TF

発声練習の結果は、全体には喉を押さないため、音程感が良い傾向に落ち着いてきたと思います。
中低音の発声は特に安定した音程感になっています。
2点C~Fにかけてが、やや♭傾向の響きになる点が課題です。

今回の発声のポイントは、声の出だしと高音2点G以上の発声です。

声の出だしで、相変わらず舌根で喉を作る癖があるので、極力、下顎を降ろさないで、脱力した喉で始めること。ただし、ポジションが上ずらないように、楽に胸に当てるくらいが良いと思います。

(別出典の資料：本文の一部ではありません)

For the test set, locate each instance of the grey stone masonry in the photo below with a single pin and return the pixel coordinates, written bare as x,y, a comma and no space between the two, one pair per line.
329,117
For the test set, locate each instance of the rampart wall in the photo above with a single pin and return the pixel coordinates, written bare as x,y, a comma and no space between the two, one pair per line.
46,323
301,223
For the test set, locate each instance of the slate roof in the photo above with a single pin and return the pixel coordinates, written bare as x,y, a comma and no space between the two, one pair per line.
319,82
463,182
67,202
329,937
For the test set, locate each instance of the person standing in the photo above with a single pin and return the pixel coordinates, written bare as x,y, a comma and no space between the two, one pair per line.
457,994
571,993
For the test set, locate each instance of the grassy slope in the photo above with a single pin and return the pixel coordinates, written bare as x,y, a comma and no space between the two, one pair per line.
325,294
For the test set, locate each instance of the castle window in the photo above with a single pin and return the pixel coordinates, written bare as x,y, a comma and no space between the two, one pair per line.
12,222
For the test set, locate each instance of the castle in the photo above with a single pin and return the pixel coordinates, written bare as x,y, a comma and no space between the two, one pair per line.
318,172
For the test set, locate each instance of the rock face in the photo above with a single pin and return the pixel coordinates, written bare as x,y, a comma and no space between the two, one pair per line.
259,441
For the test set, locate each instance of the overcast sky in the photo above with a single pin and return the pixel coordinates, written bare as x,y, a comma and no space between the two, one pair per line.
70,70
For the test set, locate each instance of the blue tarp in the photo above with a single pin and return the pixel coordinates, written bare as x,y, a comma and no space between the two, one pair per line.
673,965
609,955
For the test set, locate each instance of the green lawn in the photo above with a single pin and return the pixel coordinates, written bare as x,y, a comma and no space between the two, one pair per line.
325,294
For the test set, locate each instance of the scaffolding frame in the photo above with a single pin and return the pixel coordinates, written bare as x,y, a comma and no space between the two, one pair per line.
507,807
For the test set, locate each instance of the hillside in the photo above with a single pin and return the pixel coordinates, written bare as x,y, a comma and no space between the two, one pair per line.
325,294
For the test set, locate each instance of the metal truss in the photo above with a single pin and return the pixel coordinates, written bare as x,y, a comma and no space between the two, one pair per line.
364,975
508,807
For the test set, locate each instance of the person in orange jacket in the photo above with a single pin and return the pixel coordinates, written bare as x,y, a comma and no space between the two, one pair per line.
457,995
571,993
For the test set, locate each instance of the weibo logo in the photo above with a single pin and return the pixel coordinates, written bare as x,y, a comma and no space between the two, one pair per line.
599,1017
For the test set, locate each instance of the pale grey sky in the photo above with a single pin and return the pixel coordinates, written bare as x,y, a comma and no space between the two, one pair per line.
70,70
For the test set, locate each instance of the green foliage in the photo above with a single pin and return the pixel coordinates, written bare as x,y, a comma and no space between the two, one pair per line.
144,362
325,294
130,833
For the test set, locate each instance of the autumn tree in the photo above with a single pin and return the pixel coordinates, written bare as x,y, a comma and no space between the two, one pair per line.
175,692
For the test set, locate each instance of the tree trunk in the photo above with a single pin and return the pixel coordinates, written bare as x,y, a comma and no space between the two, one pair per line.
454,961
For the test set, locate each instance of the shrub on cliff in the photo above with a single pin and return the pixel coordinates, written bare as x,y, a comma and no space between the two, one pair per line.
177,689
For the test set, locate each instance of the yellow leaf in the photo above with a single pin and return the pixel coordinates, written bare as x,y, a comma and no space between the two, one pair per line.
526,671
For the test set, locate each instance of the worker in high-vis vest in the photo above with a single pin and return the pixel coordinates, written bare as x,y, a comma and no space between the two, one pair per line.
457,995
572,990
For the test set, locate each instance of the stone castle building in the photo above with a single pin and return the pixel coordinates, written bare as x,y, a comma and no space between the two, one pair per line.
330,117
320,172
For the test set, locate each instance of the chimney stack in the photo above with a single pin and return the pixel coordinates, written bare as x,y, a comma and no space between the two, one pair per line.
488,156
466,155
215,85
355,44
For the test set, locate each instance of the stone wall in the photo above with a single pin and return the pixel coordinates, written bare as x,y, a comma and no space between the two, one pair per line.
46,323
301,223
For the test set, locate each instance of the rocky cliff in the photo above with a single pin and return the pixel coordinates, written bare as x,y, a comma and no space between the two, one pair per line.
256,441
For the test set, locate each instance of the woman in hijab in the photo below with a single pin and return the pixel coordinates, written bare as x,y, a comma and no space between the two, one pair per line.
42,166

軟口蓋の高さと声の出だしですが、声の出だしの場所を高く意識すると喉が緊張して上がり、良い傾向ではありません。
ただ、軟口蓋を上げる必要はありますが、声の出し始めの場所は胸、あるいは喉下辺りを狙う方が良さそうです。
これは、もちろん、下顎や舌根の力みがない、という条件の上でです。
これで上手く行かなければ、声を当てる場所を意識するのは止めてください。
声の出し始めで、舌根や下顎を降ろした深い発声だけは止めた方が良いです。

ヴィヴァルディのオペラアリア Io son quel gelsomino
高音に昇るフレーズでブレスが足りないのが特徴的に感じました。
ブレスの入れ方を改めて確認し、身体の使い方を確認し、丁寧に発声を確認して行けば、足りないこともないですし、
また、2点Gくらいで息を一杯使う必要がないことも判ったと思います。
呼気を使い過ぎないことと、呼気を一定に保つことは同じ筋肉の使い方です。
斜腹筋をきちっと張っておくことで、無題に呼気が流出しないことと、喉の使い方に無駄がなければ、歌声に応じて自然に呼気が流れて楽に歌えます。また、ただ無駄に使わないのではなく、呼気は自然に流出して行く、ということで斜腹筋が自然にそのテンションをフレーズの進行に応じて高めて行くことも、呼気が持つ意味を強めるのです。

パミーナのアリア。
この曲は高音発声が課題になりました。
この2点G以上、特に2点Aから上は、喉そのもの一点に集中することが大切です。
息で押したり、軟口蓋から上で響きを出そうとすればするほど、余計な息漏れが発生して、声が出ないです。
喉そのもの場所、あるいは喉の直下辺りを狙って、瞬間的に当てるようにして、上手く音程の良い響きが出れば成功です。
ただ、この際にお腹の支えが必要です。
ブレスが拡げた側腹から腰にかけての拡がりを保持した上で、深い場所に当てるようにしてみてください。